Edward Abbey (1927-1989) was a naturalist and writer who has been called the Thoreau of the West. His best book was "Desert Solitaire," a collection of nature observations, philosophy and social criticism written after he spent a year alone as a park ranger in the Utah desert. He also wrote fiction that was made into two films, including Kirk Douglas' favorite movie that he starred in, "Lonely Are The Brave."

QUOTES:

A patriot must always be ready to defend his country against his government.

Our 'neoconservatives' are neither new nor conservative, but old as Bablyon and evil as Hell. The only thing worse than a knee-jerk liberal is a knee-pad conservative.

Growth for the sake of growth is the ideology of the cancer cell.

The tragedy of modern war is that the young men die fighting each other -- instead of their real enemies back home in the capitals.

All power rests on hierarchy. An army is nothing but a well-organized lynch mob.

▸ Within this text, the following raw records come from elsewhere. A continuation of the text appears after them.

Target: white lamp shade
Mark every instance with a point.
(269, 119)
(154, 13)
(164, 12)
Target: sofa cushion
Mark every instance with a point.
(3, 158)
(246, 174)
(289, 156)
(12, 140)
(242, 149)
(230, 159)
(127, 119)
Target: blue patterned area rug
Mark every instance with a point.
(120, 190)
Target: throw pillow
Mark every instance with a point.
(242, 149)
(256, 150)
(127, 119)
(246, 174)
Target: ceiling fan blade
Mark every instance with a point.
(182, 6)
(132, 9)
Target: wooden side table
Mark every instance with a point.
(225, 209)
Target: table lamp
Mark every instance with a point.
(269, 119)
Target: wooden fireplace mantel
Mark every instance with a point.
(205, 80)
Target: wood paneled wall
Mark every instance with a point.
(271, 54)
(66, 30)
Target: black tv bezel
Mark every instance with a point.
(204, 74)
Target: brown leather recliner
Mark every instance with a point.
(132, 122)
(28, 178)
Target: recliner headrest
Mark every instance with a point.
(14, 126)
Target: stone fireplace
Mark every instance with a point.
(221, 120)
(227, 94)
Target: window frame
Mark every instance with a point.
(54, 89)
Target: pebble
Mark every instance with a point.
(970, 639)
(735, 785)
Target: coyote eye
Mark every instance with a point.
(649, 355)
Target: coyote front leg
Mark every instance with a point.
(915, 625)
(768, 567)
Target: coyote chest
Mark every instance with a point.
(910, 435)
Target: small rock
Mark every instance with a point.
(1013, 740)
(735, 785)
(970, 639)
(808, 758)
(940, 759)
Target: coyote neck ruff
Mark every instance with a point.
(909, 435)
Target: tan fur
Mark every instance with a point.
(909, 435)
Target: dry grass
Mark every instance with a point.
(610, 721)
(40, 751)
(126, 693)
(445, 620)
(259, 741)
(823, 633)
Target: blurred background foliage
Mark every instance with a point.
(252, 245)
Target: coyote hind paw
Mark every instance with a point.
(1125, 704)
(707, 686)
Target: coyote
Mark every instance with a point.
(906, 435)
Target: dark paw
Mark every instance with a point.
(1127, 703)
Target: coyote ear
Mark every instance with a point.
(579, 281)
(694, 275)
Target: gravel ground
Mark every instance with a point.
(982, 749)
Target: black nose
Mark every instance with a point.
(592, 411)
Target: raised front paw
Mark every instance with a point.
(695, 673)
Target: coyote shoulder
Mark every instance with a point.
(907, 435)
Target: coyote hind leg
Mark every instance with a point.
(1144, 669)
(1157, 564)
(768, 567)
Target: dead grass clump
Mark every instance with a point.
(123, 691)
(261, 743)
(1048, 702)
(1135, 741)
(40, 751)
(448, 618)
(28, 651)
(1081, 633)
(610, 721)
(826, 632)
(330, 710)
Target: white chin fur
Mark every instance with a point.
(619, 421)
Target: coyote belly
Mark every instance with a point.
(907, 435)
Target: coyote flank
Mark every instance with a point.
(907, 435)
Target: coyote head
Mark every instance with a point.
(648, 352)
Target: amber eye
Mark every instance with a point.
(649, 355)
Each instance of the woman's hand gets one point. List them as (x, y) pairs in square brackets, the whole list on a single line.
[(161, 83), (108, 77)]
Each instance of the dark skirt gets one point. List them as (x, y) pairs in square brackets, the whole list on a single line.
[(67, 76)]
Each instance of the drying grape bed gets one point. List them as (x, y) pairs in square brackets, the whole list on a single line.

Representative government has broken down. Our politicians represent not the people who vote for them but the commercial interests who finance their election campaigns. We have the best politicians that money can buy.

In a nation of sheep, one brave man forms a majority.

The world of employer and employee, like that of master and slave, debases both.

All revolutions have failed? Perhaps. But rebellion for good cause is self- justifying -- a good in itself. Rebellion transforms slaves into human beings, if only for an hour. There never was a good war or a bad revolution.